Helene formed Tuesday in the Caribbean Sea, is expected to cross the Gulf of Mexico and make landfall as soon as late Thursday. Hurricane watches have been issued for parts of Cuba, Mexico and part of the Florida coastline, including Tampa Bay. A tropical storm warning has been issued for parts of the Florida Keys.
Official projections from the National Hurricane Center call for Helene to become a devastating Category 3 hurricane with peak sustained winds of 115 mph at landfall.
On Tuesday, Florida Gov. Ron DeSantis expanded a state of emergency declaration to 61 counties. The state also issued voluntary and mandatory evacuation orders in 13 counties.
Federal authorities are positioning generators, food and water, along with search-and-rescue and power restoration teams, as President Joe Biden also declared an emergency in Florida.

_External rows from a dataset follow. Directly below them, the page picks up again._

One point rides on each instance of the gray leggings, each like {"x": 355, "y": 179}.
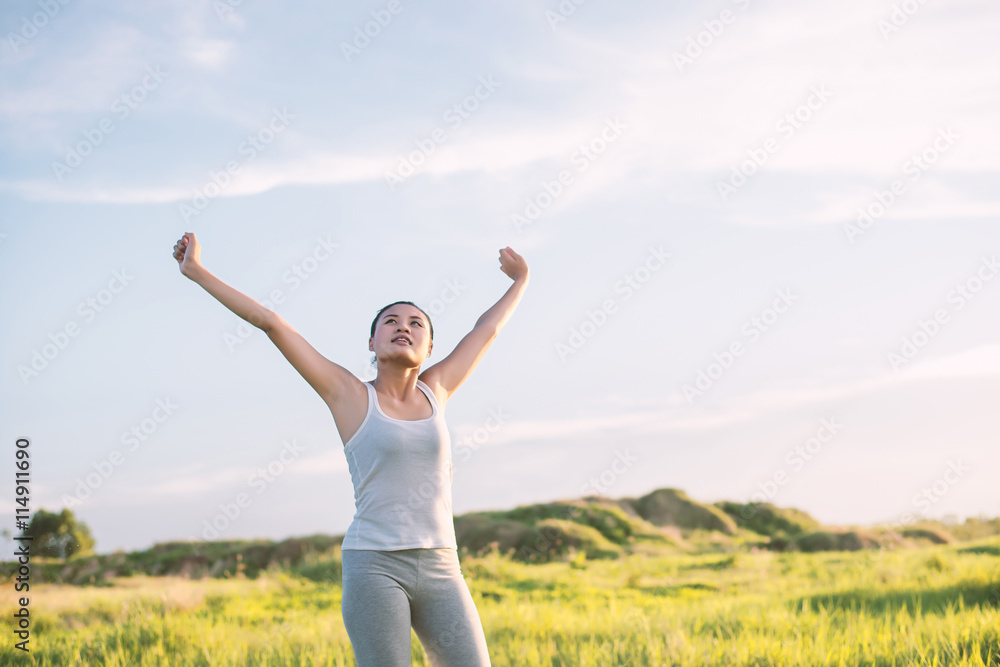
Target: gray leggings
{"x": 385, "y": 592}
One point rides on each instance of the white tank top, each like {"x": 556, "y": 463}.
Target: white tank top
{"x": 401, "y": 471}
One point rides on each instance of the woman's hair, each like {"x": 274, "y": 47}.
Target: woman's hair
{"x": 409, "y": 303}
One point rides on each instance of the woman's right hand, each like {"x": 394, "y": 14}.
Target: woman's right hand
{"x": 187, "y": 252}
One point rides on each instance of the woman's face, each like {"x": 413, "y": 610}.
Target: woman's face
{"x": 402, "y": 321}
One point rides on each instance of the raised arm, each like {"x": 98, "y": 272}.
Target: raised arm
{"x": 455, "y": 369}
{"x": 327, "y": 378}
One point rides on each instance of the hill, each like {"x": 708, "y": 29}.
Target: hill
{"x": 664, "y": 521}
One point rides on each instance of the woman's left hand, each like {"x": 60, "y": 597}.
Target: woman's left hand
{"x": 513, "y": 264}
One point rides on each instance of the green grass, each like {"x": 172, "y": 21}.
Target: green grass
{"x": 938, "y": 605}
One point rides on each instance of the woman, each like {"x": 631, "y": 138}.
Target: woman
{"x": 399, "y": 555}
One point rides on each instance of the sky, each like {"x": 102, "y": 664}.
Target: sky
{"x": 763, "y": 241}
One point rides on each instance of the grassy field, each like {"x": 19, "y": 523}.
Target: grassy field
{"x": 938, "y": 605}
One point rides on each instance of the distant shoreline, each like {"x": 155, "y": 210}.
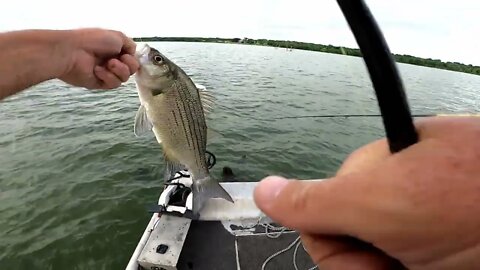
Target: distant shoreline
{"x": 406, "y": 59}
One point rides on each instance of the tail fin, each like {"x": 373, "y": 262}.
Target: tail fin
{"x": 206, "y": 189}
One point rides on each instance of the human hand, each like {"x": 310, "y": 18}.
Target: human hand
{"x": 98, "y": 59}
{"x": 419, "y": 208}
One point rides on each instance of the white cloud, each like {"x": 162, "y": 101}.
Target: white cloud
{"x": 427, "y": 28}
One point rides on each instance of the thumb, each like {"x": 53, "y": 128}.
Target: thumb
{"x": 330, "y": 206}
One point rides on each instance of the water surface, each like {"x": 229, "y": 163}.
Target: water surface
{"x": 75, "y": 181}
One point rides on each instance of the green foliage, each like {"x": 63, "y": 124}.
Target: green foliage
{"x": 407, "y": 59}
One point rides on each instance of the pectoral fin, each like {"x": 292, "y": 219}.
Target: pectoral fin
{"x": 208, "y": 100}
{"x": 142, "y": 123}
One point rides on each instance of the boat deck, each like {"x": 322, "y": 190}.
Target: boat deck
{"x": 210, "y": 246}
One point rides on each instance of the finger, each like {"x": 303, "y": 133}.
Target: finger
{"x": 366, "y": 157}
{"x": 338, "y": 252}
{"x": 131, "y": 62}
{"x": 119, "y": 69}
{"x": 107, "y": 79}
{"x": 129, "y": 46}
{"x": 341, "y": 205}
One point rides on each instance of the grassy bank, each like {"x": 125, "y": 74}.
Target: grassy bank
{"x": 407, "y": 59}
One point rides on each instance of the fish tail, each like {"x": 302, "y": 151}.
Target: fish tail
{"x": 206, "y": 189}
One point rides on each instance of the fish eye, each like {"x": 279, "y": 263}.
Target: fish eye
{"x": 158, "y": 58}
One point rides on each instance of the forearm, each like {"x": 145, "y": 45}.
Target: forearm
{"x": 30, "y": 57}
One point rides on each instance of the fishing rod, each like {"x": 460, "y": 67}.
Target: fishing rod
{"x": 391, "y": 98}
{"x": 358, "y": 116}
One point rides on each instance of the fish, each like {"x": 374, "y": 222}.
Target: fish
{"x": 173, "y": 107}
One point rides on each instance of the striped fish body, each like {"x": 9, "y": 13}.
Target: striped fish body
{"x": 172, "y": 107}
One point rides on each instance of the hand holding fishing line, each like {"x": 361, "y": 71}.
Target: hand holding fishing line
{"x": 419, "y": 206}
{"x": 90, "y": 58}
{"x": 100, "y": 59}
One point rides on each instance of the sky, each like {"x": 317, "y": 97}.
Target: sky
{"x": 439, "y": 29}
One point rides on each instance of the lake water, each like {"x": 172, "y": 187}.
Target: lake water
{"x": 75, "y": 181}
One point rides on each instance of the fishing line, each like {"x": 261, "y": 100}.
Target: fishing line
{"x": 397, "y": 119}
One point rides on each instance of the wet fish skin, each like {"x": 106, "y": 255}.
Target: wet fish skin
{"x": 171, "y": 106}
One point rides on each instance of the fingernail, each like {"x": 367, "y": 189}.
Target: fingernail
{"x": 268, "y": 189}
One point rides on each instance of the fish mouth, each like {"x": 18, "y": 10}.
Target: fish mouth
{"x": 142, "y": 54}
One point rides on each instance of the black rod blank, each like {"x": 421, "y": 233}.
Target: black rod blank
{"x": 386, "y": 81}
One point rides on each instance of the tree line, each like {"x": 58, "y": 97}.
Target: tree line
{"x": 407, "y": 59}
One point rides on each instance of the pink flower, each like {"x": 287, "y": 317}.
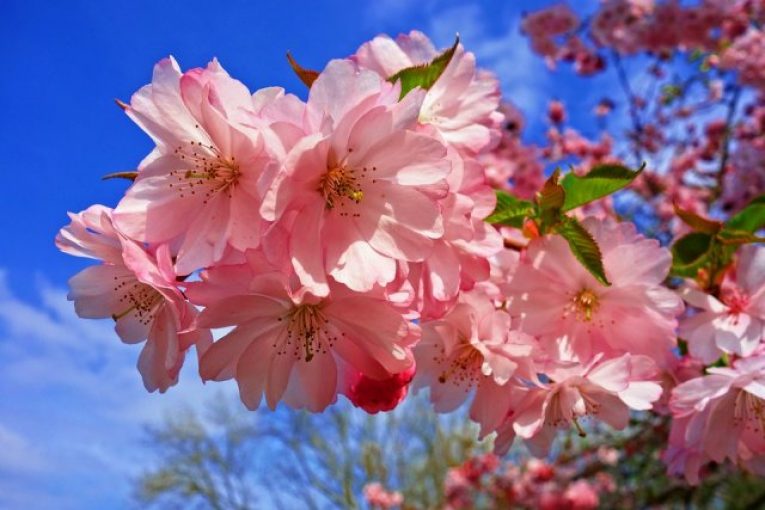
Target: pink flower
{"x": 138, "y": 290}
{"x": 373, "y": 395}
{"x": 463, "y": 102}
{"x": 460, "y": 258}
{"x": 201, "y": 187}
{"x": 291, "y": 345}
{"x": 734, "y": 324}
{"x": 362, "y": 192}
{"x": 539, "y": 470}
{"x": 470, "y": 347}
{"x": 604, "y": 389}
{"x": 725, "y": 410}
{"x": 581, "y": 495}
{"x": 378, "y": 497}
{"x": 576, "y": 317}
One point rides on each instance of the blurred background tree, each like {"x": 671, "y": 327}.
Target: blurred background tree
{"x": 410, "y": 458}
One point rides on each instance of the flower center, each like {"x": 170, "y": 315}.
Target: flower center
{"x": 736, "y": 300}
{"x": 308, "y": 332}
{"x": 210, "y": 172}
{"x": 340, "y": 183}
{"x": 749, "y": 410}
{"x": 463, "y": 363}
{"x": 585, "y": 304}
{"x": 138, "y": 299}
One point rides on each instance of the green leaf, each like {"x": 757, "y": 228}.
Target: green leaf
{"x": 307, "y": 76}
{"x": 550, "y": 199}
{"x": 599, "y": 182}
{"x": 738, "y": 237}
{"x": 510, "y": 210}
{"x": 424, "y": 75}
{"x": 696, "y": 222}
{"x": 751, "y": 218}
{"x": 121, "y": 175}
{"x": 552, "y": 195}
{"x": 584, "y": 247}
{"x": 690, "y": 253}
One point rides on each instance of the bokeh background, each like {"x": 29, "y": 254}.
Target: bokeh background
{"x": 73, "y": 410}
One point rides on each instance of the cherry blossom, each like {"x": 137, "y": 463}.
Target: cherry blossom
{"x": 363, "y": 195}
{"x": 575, "y": 316}
{"x": 200, "y": 188}
{"x": 291, "y": 345}
{"x": 138, "y": 290}
{"x": 734, "y": 324}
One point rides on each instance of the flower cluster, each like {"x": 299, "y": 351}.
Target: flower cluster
{"x": 394, "y": 230}
{"x": 319, "y": 230}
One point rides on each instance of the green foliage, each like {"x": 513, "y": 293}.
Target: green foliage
{"x": 751, "y": 218}
{"x": 510, "y": 210}
{"x": 583, "y": 246}
{"x": 424, "y": 75}
{"x": 601, "y": 181}
{"x": 698, "y": 223}
{"x": 558, "y": 196}
{"x": 120, "y": 175}
{"x": 690, "y": 253}
{"x": 712, "y": 244}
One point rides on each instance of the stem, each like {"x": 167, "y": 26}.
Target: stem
{"x": 725, "y": 150}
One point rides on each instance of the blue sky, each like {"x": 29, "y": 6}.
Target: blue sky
{"x": 71, "y": 405}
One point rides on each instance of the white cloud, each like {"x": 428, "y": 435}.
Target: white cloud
{"x": 499, "y": 46}
{"x": 74, "y": 407}
{"x": 18, "y": 454}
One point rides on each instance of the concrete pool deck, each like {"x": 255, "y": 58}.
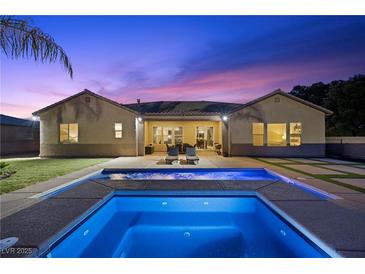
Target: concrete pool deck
{"x": 40, "y": 224}
{"x": 22, "y": 198}
{"x": 340, "y": 223}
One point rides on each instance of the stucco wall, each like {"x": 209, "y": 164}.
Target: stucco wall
{"x": 189, "y": 131}
{"x": 277, "y": 109}
{"x": 347, "y": 147}
{"x": 96, "y": 129}
{"x": 19, "y": 140}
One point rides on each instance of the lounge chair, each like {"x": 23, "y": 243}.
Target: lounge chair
{"x": 172, "y": 155}
{"x": 191, "y": 157}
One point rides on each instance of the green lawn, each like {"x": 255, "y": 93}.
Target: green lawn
{"x": 324, "y": 177}
{"x": 29, "y": 172}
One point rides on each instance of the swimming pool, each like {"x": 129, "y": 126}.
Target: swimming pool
{"x": 234, "y": 174}
{"x": 167, "y": 225}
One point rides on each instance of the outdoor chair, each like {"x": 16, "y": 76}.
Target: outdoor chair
{"x": 172, "y": 155}
{"x": 191, "y": 157}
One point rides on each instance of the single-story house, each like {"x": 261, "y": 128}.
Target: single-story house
{"x": 18, "y": 136}
{"x": 87, "y": 124}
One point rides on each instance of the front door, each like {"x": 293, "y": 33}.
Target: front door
{"x": 204, "y": 138}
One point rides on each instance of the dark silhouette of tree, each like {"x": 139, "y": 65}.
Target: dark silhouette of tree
{"x": 20, "y": 40}
{"x": 345, "y": 98}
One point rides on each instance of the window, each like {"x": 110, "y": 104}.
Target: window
{"x": 157, "y": 135}
{"x": 258, "y": 134}
{"x": 167, "y": 135}
{"x": 295, "y": 134}
{"x": 69, "y": 133}
{"x": 118, "y": 129}
{"x": 276, "y": 134}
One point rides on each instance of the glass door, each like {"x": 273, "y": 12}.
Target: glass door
{"x": 210, "y": 139}
{"x": 200, "y": 137}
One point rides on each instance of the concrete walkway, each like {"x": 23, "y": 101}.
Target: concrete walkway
{"x": 22, "y": 198}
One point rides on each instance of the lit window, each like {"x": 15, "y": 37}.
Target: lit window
{"x": 157, "y": 135}
{"x": 295, "y": 134}
{"x": 258, "y": 134}
{"x": 69, "y": 133}
{"x": 276, "y": 134}
{"x": 178, "y": 139}
{"x": 118, "y": 129}
{"x": 167, "y": 135}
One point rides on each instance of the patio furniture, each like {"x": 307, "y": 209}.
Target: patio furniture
{"x": 172, "y": 155}
{"x": 217, "y": 148}
{"x": 191, "y": 157}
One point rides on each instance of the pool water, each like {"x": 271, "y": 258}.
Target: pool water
{"x": 193, "y": 227}
{"x": 243, "y": 174}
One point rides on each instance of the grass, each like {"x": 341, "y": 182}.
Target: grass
{"x": 330, "y": 178}
{"x": 29, "y": 172}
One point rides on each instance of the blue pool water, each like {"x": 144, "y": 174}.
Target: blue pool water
{"x": 185, "y": 226}
{"x": 243, "y": 174}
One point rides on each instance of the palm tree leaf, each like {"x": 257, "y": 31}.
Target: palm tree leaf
{"x": 19, "y": 39}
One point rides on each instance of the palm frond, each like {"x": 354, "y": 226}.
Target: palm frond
{"x": 20, "y": 40}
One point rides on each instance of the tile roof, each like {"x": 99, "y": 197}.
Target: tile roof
{"x": 13, "y": 121}
{"x": 184, "y": 108}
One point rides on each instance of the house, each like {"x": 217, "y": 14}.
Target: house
{"x": 87, "y": 124}
{"x": 18, "y": 136}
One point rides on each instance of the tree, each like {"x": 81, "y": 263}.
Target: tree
{"x": 345, "y": 98}
{"x": 18, "y": 39}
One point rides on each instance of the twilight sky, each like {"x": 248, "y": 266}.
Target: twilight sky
{"x": 217, "y": 58}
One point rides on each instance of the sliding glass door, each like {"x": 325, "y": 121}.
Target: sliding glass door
{"x": 204, "y": 137}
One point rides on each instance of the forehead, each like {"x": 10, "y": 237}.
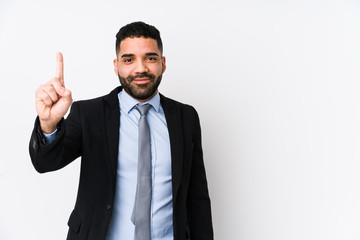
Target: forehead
{"x": 138, "y": 46}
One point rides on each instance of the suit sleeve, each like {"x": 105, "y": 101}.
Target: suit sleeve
{"x": 199, "y": 209}
{"x": 64, "y": 149}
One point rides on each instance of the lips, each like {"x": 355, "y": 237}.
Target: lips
{"x": 141, "y": 80}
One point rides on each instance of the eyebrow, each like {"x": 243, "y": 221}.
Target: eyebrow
{"x": 132, "y": 55}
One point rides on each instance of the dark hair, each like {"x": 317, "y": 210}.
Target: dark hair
{"x": 138, "y": 29}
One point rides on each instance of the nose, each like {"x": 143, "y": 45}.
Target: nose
{"x": 141, "y": 67}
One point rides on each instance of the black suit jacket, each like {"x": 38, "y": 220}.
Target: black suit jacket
{"x": 92, "y": 131}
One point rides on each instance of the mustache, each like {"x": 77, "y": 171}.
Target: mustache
{"x": 141, "y": 75}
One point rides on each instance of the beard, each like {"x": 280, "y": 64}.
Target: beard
{"x": 140, "y": 91}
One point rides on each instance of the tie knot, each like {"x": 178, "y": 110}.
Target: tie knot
{"x": 143, "y": 109}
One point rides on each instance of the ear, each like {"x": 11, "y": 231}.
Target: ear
{"x": 116, "y": 66}
{"x": 163, "y": 63}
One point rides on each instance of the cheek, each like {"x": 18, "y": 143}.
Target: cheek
{"x": 123, "y": 72}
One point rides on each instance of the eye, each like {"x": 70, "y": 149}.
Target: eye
{"x": 127, "y": 60}
{"x": 152, "y": 59}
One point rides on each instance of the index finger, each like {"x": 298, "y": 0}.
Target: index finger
{"x": 60, "y": 68}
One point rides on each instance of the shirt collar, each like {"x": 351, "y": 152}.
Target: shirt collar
{"x": 127, "y": 103}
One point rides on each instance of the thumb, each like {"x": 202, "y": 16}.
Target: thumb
{"x": 67, "y": 97}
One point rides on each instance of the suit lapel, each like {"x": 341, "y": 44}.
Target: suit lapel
{"x": 174, "y": 123}
{"x": 112, "y": 123}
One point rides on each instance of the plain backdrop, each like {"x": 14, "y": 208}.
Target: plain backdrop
{"x": 276, "y": 85}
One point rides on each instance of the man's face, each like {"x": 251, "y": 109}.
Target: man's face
{"x": 140, "y": 66}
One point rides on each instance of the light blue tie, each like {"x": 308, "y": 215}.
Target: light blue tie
{"x": 141, "y": 212}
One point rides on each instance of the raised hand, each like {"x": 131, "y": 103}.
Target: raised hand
{"x": 53, "y": 99}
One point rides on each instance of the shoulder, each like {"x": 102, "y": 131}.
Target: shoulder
{"x": 170, "y": 105}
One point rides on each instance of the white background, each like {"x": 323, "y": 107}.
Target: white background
{"x": 276, "y": 84}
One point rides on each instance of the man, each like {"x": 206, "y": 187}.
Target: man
{"x": 107, "y": 132}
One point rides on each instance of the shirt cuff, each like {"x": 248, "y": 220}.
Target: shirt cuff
{"x": 49, "y": 138}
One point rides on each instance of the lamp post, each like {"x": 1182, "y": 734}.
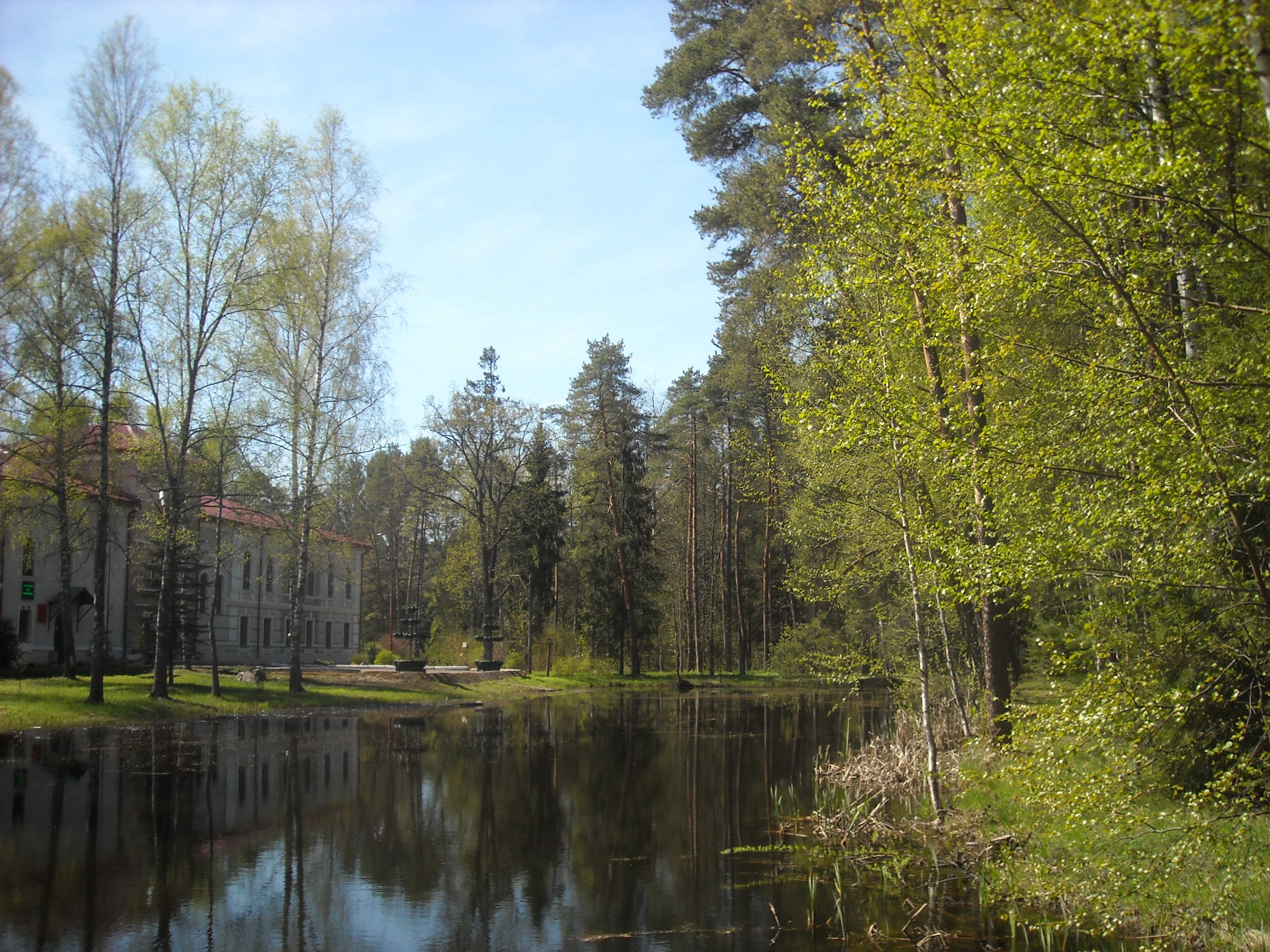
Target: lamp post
{"x": 391, "y": 546}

The storm is anticipated to be unusually large and fast-moving, meaning storm surge, wind and rain will likely extend far from the storm’s center, the hurricane center said. Georgia Gov. Brian Kemp has declared a state of emergency. And states as far inland as Tennessee, Kentucky and Indiana could see rainfall.
Hal Summers, a restaurant worker in Mexico Beach, Florida, needed no reminding after he barely survived Hurricane Michael in 2018. DeSantis has said Helene is reminiscent of that Category 5 hurricane, which rapidly intensified and caught residents off guard before plowing a destructive path across the western Florida Panhandle.
When it hit, Summers waded with his cat in his arms as waters began rising rapidly in his parents’ house. Their house and his home were destroyed.
“That was such a traumatic experience that that is not the place I needed to be for myself,” he said Tuesday as he evacuated with a friend to Marianna, a town farther inland.
Many areas are forecast to see dangerous storm surges, especially between Panama City and Tampa. The coast stretching from Ochlockonee River to Chassahowitzka could see between 10 and 15 feet of water. Nearby areas could see between 5 and 10 feet of water, and the Tampa Bay area is forecast to experience between 5 and 8 feet of storm surge.
The Florida Keys may see between 1 and 3 feet of storm surge.
The Florida Division of Emergency Management’s Know Your Zone map allows residents to input their address and learn their evacuation route in case of flooding or other disaster.